А потому я и тороплюсь. И потому, когда мне было 15 лет, я командовал уже 4-й ротой бригады курсантов, охваченной кольцом змеиной петлюровщины. В 16 лет — батальоном. В 17 лет — пятьдесят восьмым особым полком, а в 20 лет — в первый раз попал в психиатрическую лечебницу.
Весною я окончил книгу[8]. Два обстоятельства наталкивали меня на мысль уехать куда-либо. Во-первых, от работы устала голова, во-вторых, вопреки присущему всем издательствам скопидомству деньги на этот раз заплатили без всякой канители и все сразу.

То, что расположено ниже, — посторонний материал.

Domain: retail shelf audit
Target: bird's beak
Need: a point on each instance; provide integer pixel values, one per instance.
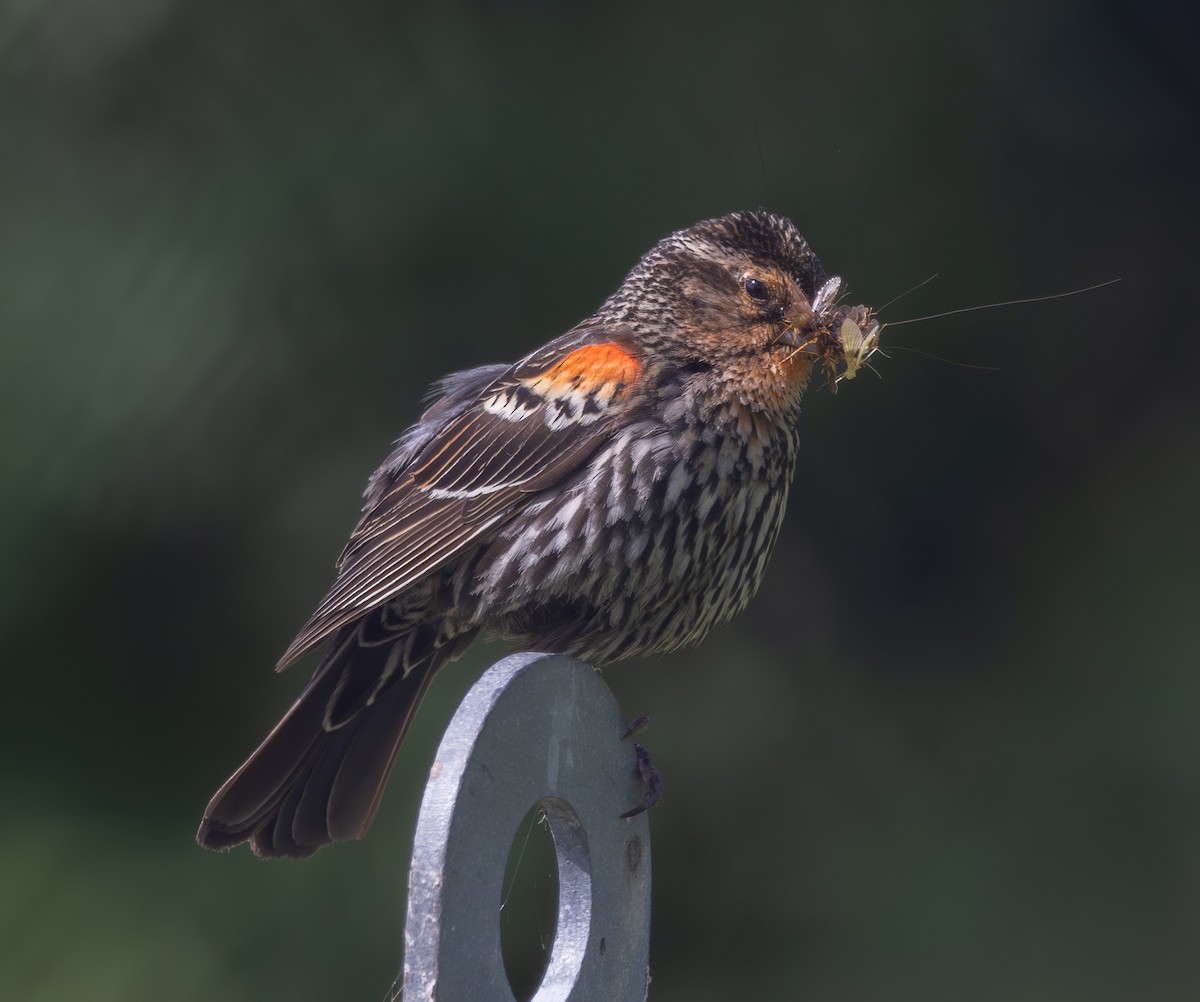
(795, 339)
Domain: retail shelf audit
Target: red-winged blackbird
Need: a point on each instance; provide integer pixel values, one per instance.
(615, 493)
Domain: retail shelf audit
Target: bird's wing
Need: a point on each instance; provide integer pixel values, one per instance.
(526, 430)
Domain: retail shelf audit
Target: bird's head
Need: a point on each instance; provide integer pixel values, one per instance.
(744, 297)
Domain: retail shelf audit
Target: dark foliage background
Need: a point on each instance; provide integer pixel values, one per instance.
(952, 750)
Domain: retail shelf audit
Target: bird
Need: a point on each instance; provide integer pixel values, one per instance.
(615, 493)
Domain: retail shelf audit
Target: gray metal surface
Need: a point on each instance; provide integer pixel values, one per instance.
(537, 729)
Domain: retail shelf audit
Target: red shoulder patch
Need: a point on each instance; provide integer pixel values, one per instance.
(605, 369)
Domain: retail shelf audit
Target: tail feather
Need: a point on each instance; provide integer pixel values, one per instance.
(305, 785)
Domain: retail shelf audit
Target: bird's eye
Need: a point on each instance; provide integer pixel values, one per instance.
(756, 289)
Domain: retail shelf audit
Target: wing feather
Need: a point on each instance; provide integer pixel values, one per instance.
(497, 445)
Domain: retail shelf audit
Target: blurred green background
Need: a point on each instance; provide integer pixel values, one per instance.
(952, 750)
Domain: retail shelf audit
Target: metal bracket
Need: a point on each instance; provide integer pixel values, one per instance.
(537, 729)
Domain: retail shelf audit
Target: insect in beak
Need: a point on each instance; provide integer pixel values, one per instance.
(857, 346)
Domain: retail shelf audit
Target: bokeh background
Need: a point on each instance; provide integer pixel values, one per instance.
(952, 750)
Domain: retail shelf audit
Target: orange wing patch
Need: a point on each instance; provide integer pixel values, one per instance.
(593, 367)
(581, 385)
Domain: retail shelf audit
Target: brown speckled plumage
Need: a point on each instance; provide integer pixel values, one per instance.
(615, 493)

Я решил уехать за границу. Две недели для практики я изъяснялся со всеми, вплоть до редакционной курьерши, на некоем языке, имеющем, вероятно, весьма смутное сходство с языком обитателей Франции. И на третью неделю я получил в визе отказ.

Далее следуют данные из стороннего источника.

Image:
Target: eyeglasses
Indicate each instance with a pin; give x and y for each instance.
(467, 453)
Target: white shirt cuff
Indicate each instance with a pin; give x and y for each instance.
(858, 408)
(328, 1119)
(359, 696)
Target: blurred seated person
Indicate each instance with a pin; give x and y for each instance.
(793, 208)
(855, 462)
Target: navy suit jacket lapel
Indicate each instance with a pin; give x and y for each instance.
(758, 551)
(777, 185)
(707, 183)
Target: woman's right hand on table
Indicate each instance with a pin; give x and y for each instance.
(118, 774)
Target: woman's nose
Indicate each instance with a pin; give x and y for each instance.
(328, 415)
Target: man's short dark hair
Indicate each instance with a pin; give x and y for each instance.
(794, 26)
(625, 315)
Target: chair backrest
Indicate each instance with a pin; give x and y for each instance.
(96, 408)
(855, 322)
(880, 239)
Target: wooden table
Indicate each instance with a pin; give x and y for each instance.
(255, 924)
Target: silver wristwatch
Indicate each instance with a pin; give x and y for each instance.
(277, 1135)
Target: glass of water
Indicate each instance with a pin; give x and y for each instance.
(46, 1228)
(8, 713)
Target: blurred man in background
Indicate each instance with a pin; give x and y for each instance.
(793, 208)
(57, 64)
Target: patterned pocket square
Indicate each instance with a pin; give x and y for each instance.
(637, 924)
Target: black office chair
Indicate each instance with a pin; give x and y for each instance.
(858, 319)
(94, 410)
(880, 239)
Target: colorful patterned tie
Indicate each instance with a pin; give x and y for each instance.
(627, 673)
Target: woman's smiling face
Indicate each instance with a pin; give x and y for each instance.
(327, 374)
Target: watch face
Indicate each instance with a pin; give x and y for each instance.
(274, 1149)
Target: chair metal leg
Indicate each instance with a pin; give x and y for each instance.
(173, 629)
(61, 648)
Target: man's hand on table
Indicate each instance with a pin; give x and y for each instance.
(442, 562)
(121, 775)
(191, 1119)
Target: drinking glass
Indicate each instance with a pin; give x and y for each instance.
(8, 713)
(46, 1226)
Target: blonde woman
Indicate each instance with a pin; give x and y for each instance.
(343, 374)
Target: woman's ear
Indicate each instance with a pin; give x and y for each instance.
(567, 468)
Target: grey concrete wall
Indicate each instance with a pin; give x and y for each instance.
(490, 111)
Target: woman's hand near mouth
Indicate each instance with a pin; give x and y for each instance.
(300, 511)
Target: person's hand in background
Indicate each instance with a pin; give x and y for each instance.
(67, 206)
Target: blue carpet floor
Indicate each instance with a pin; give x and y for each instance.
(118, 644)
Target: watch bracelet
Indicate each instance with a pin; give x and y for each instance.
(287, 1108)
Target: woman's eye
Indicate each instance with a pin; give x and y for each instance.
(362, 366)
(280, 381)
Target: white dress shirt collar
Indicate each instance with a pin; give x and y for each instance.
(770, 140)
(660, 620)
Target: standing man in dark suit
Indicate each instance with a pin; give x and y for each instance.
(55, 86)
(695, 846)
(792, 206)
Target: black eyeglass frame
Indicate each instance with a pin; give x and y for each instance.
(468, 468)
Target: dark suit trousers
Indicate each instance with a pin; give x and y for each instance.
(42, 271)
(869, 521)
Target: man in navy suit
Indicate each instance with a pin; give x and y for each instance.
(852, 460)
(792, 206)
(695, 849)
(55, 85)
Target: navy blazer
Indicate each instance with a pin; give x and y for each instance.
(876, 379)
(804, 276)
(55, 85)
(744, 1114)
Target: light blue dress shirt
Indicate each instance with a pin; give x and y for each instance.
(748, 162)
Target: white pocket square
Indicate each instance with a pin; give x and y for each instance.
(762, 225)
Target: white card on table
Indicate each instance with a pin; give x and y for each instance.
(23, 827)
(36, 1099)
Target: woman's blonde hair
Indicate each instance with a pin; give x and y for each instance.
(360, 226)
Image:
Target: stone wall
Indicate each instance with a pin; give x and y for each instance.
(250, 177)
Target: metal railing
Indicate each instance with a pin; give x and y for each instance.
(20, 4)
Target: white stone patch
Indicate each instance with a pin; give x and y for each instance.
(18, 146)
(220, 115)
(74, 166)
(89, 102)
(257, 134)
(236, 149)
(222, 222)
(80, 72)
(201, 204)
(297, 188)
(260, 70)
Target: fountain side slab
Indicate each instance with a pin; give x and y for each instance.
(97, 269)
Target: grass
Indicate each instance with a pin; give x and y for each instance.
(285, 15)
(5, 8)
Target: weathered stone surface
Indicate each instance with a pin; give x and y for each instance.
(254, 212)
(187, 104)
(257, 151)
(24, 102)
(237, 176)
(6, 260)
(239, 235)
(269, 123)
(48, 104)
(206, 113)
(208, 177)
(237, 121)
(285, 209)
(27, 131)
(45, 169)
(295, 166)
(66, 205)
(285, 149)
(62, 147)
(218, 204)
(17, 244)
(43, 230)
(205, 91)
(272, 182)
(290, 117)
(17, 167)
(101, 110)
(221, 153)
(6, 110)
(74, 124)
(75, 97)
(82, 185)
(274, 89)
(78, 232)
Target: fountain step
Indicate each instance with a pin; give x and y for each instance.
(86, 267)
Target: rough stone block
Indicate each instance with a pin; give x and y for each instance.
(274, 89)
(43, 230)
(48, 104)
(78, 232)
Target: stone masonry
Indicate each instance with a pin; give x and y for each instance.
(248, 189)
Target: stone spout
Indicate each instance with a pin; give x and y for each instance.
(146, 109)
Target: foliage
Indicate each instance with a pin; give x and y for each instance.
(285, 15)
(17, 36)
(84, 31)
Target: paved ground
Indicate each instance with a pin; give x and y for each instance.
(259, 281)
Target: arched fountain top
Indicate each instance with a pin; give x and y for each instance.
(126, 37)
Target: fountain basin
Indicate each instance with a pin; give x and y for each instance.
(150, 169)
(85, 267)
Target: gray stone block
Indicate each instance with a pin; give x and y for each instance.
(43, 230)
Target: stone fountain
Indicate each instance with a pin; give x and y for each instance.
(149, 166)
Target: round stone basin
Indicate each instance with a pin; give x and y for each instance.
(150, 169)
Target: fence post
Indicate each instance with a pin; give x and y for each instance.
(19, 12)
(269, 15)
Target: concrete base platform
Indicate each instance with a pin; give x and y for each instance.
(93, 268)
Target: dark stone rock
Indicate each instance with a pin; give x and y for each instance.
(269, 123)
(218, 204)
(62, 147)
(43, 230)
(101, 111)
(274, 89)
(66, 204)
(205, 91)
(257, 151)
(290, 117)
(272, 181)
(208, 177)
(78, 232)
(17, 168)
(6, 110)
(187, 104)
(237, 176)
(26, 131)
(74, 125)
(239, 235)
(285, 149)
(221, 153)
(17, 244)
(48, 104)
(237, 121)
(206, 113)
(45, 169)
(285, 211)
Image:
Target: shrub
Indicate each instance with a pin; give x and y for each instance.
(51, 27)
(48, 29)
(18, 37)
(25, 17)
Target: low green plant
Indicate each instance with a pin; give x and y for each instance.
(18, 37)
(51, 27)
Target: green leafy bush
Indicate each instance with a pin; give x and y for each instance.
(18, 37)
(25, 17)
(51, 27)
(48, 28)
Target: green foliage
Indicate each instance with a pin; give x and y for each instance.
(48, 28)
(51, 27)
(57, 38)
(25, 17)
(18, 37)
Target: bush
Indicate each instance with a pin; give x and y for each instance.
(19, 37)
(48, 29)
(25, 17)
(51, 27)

И вместе с путеводителем по Парижу я вышвырнул из головы досаду за неожиданную задержку.
— Рита! — сказал я девушке, которую любил. — Мы поедем с тобой в Среднюю Азию. Там есть города Ташкент, Самарканд, а также розовый урюк, серые ишаки и всякая такая прочая экзотика. Мы поедем туда послезавтра ночью со скорым, и мы возьмем с собой Кольку.
— Понятно, — сказала она, подумав немного, — понятно, что послезавтра, что в Азию, но непонятно, зачем брать с собой Кольку.

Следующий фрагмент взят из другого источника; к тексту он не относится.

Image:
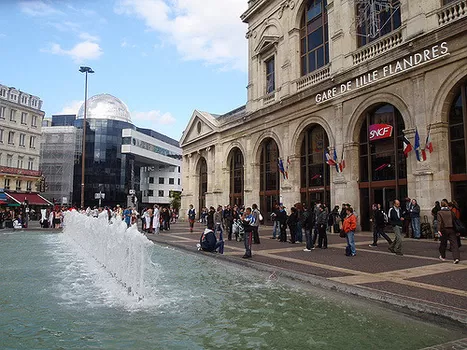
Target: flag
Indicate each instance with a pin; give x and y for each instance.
(384, 166)
(281, 167)
(342, 163)
(407, 146)
(418, 151)
(428, 143)
(335, 161)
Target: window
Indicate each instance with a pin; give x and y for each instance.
(374, 21)
(22, 138)
(11, 138)
(270, 75)
(314, 38)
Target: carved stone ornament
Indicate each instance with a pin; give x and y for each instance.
(289, 3)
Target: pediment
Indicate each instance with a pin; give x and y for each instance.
(200, 125)
(266, 43)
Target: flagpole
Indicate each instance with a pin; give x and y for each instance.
(396, 166)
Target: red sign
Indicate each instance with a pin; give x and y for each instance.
(379, 131)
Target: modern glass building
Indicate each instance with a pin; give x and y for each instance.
(120, 158)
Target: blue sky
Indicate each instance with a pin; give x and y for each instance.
(163, 58)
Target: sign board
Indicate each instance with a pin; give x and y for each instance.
(379, 131)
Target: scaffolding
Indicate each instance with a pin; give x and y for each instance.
(60, 147)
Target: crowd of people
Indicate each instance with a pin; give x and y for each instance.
(311, 224)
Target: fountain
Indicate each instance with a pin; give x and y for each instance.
(121, 251)
(70, 291)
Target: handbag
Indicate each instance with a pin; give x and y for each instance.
(458, 225)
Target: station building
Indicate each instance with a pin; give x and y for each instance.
(350, 78)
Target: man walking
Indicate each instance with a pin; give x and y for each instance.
(396, 219)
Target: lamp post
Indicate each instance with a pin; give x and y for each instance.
(84, 70)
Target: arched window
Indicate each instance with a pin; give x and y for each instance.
(376, 18)
(383, 170)
(236, 177)
(458, 152)
(203, 183)
(314, 38)
(314, 174)
(269, 176)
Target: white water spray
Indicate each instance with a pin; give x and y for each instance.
(122, 252)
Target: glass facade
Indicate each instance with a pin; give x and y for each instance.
(236, 177)
(457, 132)
(106, 168)
(314, 174)
(383, 169)
(314, 37)
(269, 193)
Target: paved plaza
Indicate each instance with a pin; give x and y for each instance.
(418, 280)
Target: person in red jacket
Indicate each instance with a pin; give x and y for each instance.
(349, 226)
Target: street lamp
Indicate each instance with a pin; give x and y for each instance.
(84, 70)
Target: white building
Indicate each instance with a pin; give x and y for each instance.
(20, 133)
(160, 163)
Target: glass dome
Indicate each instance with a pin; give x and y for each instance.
(105, 106)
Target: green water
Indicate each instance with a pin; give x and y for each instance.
(53, 297)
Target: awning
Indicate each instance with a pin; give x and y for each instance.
(32, 198)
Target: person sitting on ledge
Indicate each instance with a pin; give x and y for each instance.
(208, 241)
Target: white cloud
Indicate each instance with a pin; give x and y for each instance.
(65, 26)
(206, 30)
(88, 37)
(152, 119)
(81, 52)
(72, 107)
(37, 8)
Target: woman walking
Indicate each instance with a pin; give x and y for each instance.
(447, 232)
(349, 226)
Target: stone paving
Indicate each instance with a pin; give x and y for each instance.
(418, 280)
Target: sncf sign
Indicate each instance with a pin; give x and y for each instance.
(380, 131)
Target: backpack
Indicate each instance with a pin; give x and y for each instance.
(386, 218)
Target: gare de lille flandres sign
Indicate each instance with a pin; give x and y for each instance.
(410, 62)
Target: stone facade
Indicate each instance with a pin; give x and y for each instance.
(417, 68)
(20, 140)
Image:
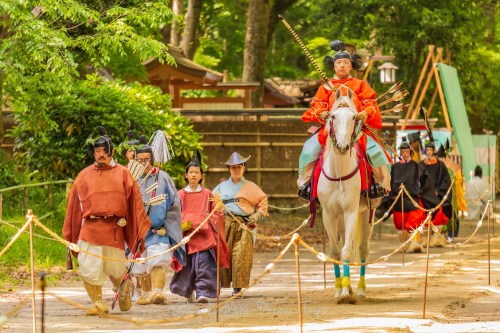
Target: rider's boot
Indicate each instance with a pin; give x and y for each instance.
(305, 191)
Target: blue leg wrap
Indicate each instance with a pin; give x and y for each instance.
(346, 268)
(362, 271)
(336, 269)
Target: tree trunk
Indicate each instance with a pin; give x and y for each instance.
(254, 61)
(190, 38)
(2, 74)
(175, 32)
(279, 7)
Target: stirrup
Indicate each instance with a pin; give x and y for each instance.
(305, 192)
(376, 191)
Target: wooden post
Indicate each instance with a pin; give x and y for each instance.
(403, 226)
(49, 195)
(219, 218)
(26, 198)
(489, 242)
(429, 228)
(259, 154)
(32, 264)
(324, 262)
(427, 82)
(297, 266)
(417, 88)
(443, 99)
(431, 104)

— Рита, — ответил я резонно. — Во-первых, Колька любит тебя, во-вторых, он хороший парень, а в- третьих, когда через три недели у нас не будет ни копейки денег, то ты не станешь скучать, пока один из нас будет гоняться за едой либо за деньгами на еду.
Рита засмеялась в ответ, и, пока она смеялась, я подумал, что ее зубы вполне пригодны для того, чтобы разгрызть сухой початок кукурузы, если бы в том случилась нужда.
Она помолчала, потом положила мне руку на плечо и сказала:
— Хорошо. Но пусть только он на все время пути выкинет из головы фантазии о смысле жизни и прочих туманных вещах. Иначе мне все-таки будет скучно.
— Рита, — ответил я твердо, — на все время пути он выкинет из головы вышеозначенные мысли, а также не будет декламировать тебе стихи Есенина и прочих современных поэтов. Он будет собирать дрова для костра и варить кашу. А я возьму на себя все остальное.
— А я что?
— А ты ничего. Ты будешь зачислена «в резерв Красной Армии и Флота» до тех пор, пока обстоятельства не потребуют твоей посильной помощи.
Рита положила мне вторую руку на второе плечо и пристально посмотрела мне в глаза.
Я не знаю, что это у нее за привычка заглядывать в чужие окна!
— В Узбекистане женщины ходят с закрытыми лицами. Там цветут уже сады. В дымных чайханах перевитые тюрбанами узбеки курят чилим и поют восточные песни. Кроме того, там есть могила Тамерлана. Все это, должно быть, очень поэтично, — восторженно говорил мне Николай, закрывая страницы энциклопедического словаря.
Но словарь был ветхий, древний, а я отвык верить всему, что написано с твердыми знаками и через «ять», хотя бы это был учебник арифметики, ибо дважды и трижды за последние годы сломался мир. И я ответил ему:
— Могила Тамерлана, вероятно, так и осталась могилою, но в Самарканде уже есть женотдел, который срывает чадру, комсомол, который не признает великого праздника ураза-байрам, а потом, вероятно, нет ни одного места на территории СССР, где бы в ущерб национальным песням не распевались «Кирпичики».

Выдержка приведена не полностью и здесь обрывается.